Your mom knew fruit and vegetables were good for you, but she probably didn’t know they were critical for fighting one of today’s most prevalent health conditions: allergies.
Researchers at Tokyo University of Science have discovered (or some may say, rediscovered) a vital connection between dietary fibers, gut health, and the immune system.
Dietary fibers are found in fruits, vegetables, legumes, nuts and grains.
According to the researchers, the complex biological relationship between gut bacteria and critical fiber provides a “significant anti-inflammatory and immunomodulatory effect.”
Allergy rates soaring worldwide
If you think allergies are more common now than a few years ago, you’re not wrong. Estimates are that 30 to 40% of the world’s population now have some form of allergy.
According to health professionals who specialize in allergies, allergic reactions—everything from hay fever to eczema and asthma—have skyrocketed around the world in the last few decades.
The reasons for the rise are often debated; however, there is some common ground.
In her new book, Theresa MacPhail, an associate professor of science and technology studies at Stevens Institute of Technology, sums up some of the main reasons in her new book, Allergic: Our Irritated Bodies in a Changing World:
• An excessive emphasis on hygiene (perhaps even over-showering) contributes to the development of sensitivities.
• A rise in exposure to environmental toxins, which reduces the skin’s ability to ward off potential allergens.
• A shift in our diets over the years toward more processed foods and less health-protecting fiber.
The shift in diet as a cause of allergy increase is certainly in line with the findings of the new Japanese study. The fiber received from a regular intake of fruit and other high fiber foods is critical to many aspects of health—including for building and maintaining the immune system.
According to the Tokyo University of Science researchers, SCFAs, found in plant-based foods, are metabolized by gut bacteria, leading to the production of molecules with potent effects on the body’s immune system.
The focus of their research was on how these SCFAs influence mast cells, a type of white blood cell integral to allergic responses. Mast cells release histamine and other substances upon detecting foreign bodies, which can cause allergic reactions.
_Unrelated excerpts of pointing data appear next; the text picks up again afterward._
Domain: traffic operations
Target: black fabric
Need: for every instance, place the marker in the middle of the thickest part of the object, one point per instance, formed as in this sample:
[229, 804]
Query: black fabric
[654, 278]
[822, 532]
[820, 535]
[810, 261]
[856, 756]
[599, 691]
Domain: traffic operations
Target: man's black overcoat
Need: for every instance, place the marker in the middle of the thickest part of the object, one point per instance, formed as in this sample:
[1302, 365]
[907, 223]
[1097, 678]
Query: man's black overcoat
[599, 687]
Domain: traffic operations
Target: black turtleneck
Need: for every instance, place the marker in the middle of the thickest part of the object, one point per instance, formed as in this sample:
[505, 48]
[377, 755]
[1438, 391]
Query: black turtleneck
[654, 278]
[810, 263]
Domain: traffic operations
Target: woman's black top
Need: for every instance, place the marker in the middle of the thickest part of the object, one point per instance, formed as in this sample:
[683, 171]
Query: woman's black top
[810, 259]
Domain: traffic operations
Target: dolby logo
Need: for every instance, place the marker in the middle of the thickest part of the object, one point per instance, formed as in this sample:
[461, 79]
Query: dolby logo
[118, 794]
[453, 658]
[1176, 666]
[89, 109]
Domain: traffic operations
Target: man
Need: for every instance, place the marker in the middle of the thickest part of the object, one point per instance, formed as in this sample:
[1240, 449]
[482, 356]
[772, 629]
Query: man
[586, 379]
The Tokyo University of Science’s study—actually, a series of experiments—demonstrated that two specific SCFAs, butyric acid and valeric acid, were able to suppress allergic reactions in mice.
The study further explored this effect in mast cell cultures, showing that SCFAs could prevent the activation of these cells—the process that typically leads to allergies.
The mechanisms demonstrated in the experiments suggests that SCFAs can significantly reduce allergic responses, highlighting the importance of dietary fibers in managing allergies.
The study also found that the use of non-steroidal anti-inflammatory drugs (NSAIDs) can negate the beneficial effects of SCFAs. This adds still one more reason for the growing rates of allergies, since NSAIDs are so widely used today.
“The activation of mast cell is a common cause of various allergic diseases and not limited to anaphylaxis,” says study lead author Chiharu Nishiyama, professor at Tokyo University of Science, in a university release. “In addition, I think that the increasing frequency of allergic patients is associated with changes in diet in these decades.”
The research underscores the complex interplay between diet, gut microbiota, and immune system regulation.
Unfortunately, although studies like this provide a scientific basis for dietary recommendations aimed at preventing allergies, the world’s medical establishments are wholly invested in allopathic-pharmaceutical medicine, not hollistic medicine. This means it is an almost impossible task to convince decision makers to move away from drug interventions in favor of promoting diet interventions.
But Nishiyama and his team appear to be undeterred by the roadblocks.
According to the university press release, they hope by focusing future studies on the relationship between “specific SCFAs and the mucosal environment” they will uncover further health benefits of various foods. They hope this will potentially lead to improved dietary guidelines and healthier lives.
“It is important to demonstrate with scientific evidence how dietary conditions affect health,” Nishiyama concluded.
In addition to the university press release, the complete study was published in The Journal Of Immunology in January 2024.